Un autre point important à souligner concerne les restrictions de la liberté académique et, plus généralement, de la liberté d’expression dans différents pays. Des rapports récents font état d’un recul mondial de ces droits. Les données de l’Indice de liberté académique (AFi) 2024 et 2025 montrent que la liberté académique s’érode non seulement dans les régimes autoritaires, mais aussi au sein des démocraties établies. En Europe, les cas de l’Allemagne et du Royaume-Uni sont particulièrement pertinents à cet égard.
Comme il est communément admis, à juste titre, la recherche scientifique ne peut prospérer à l’échelle mondiale que dans un contexte favorisant la libre coopération et les échanges internationaux.

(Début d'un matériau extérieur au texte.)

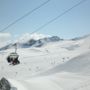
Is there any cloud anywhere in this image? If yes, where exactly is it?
[0,33,11,43]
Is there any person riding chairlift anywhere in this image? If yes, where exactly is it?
[7,53,20,65]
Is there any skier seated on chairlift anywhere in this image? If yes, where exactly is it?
[7,52,20,65]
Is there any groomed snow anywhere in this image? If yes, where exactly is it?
[0,36,90,90]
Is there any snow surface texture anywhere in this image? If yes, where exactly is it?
[0,36,90,90]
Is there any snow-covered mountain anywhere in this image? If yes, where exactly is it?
[0,33,63,50]
[0,35,90,90]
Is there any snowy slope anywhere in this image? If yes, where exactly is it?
[0,36,90,90]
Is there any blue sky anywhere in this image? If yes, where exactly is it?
[0,0,90,38]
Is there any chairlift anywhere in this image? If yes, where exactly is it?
[7,44,20,65]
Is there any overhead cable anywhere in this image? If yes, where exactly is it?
[0,0,50,32]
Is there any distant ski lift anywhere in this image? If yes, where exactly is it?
[7,45,20,65]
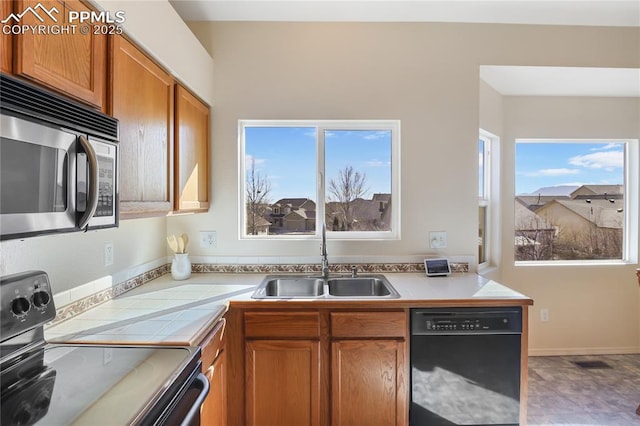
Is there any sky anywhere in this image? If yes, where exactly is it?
[515,141,624,195]
[245,127,391,202]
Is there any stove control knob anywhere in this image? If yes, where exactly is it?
[33,291,51,308]
[11,297,31,316]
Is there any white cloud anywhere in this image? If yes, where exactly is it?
[525,168,580,177]
[364,130,389,140]
[591,142,622,151]
[244,154,267,167]
[364,160,391,167]
[569,151,624,169]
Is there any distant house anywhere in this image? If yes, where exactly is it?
[254,217,271,235]
[269,198,316,234]
[515,185,624,260]
[325,193,391,231]
[515,197,557,260]
[570,185,624,200]
[536,199,624,259]
[516,195,571,212]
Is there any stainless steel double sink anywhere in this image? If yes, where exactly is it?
[251,275,400,299]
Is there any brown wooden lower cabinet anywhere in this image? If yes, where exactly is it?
[200,319,227,426]
[246,340,320,426]
[227,307,409,426]
[331,340,407,426]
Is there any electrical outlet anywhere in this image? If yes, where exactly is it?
[429,231,447,249]
[200,231,218,248]
[102,348,113,365]
[104,242,115,266]
[540,308,549,322]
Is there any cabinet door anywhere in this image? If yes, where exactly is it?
[245,340,322,426]
[110,36,174,219]
[0,0,13,73]
[331,340,407,426]
[13,0,107,110]
[175,85,209,212]
[200,351,227,426]
[200,318,227,426]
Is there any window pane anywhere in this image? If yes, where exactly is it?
[324,130,392,232]
[478,139,485,199]
[515,141,625,260]
[245,127,316,235]
[478,206,487,263]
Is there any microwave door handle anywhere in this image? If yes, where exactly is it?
[78,135,98,229]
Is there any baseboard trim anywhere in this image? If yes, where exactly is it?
[529,346,640,356]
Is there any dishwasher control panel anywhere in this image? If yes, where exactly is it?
[411,307,522,334]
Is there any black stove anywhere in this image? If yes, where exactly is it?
[0,271,209,426]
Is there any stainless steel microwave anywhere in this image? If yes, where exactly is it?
[0,74,118,240]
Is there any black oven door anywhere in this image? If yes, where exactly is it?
[145,363,209,426]
[0,113,78,240]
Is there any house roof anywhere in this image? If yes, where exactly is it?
[273,198,315,209]
[371,193,391,203]
[515,197,553,231]
[516,195,569,211]
[540,200,624,228]
[570,185,624,198]
[284,209,316,220]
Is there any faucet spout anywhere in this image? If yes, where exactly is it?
[320,223,329,278]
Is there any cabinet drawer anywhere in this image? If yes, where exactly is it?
[331,311,407,338]
[200,318,226,370]
[244,312,320,337]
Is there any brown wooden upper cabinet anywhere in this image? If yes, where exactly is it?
[109,36,175,219]
[12,0,107,110]
[0,1,13,73]
[175,84,209,212]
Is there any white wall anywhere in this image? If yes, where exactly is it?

Or, la course aux armements accélérée, conjuguée à une concurrence économique croissante, dresse de sérieux obstacles à ces deux aspects. Ceci augure d’un avenir sombre pour le monde, incompatible avec les objectifs de développement durable des Nations Unies.
Il est difficile de croire que la situation continuera d’évoluer encore longtemps sur la voie actuelle.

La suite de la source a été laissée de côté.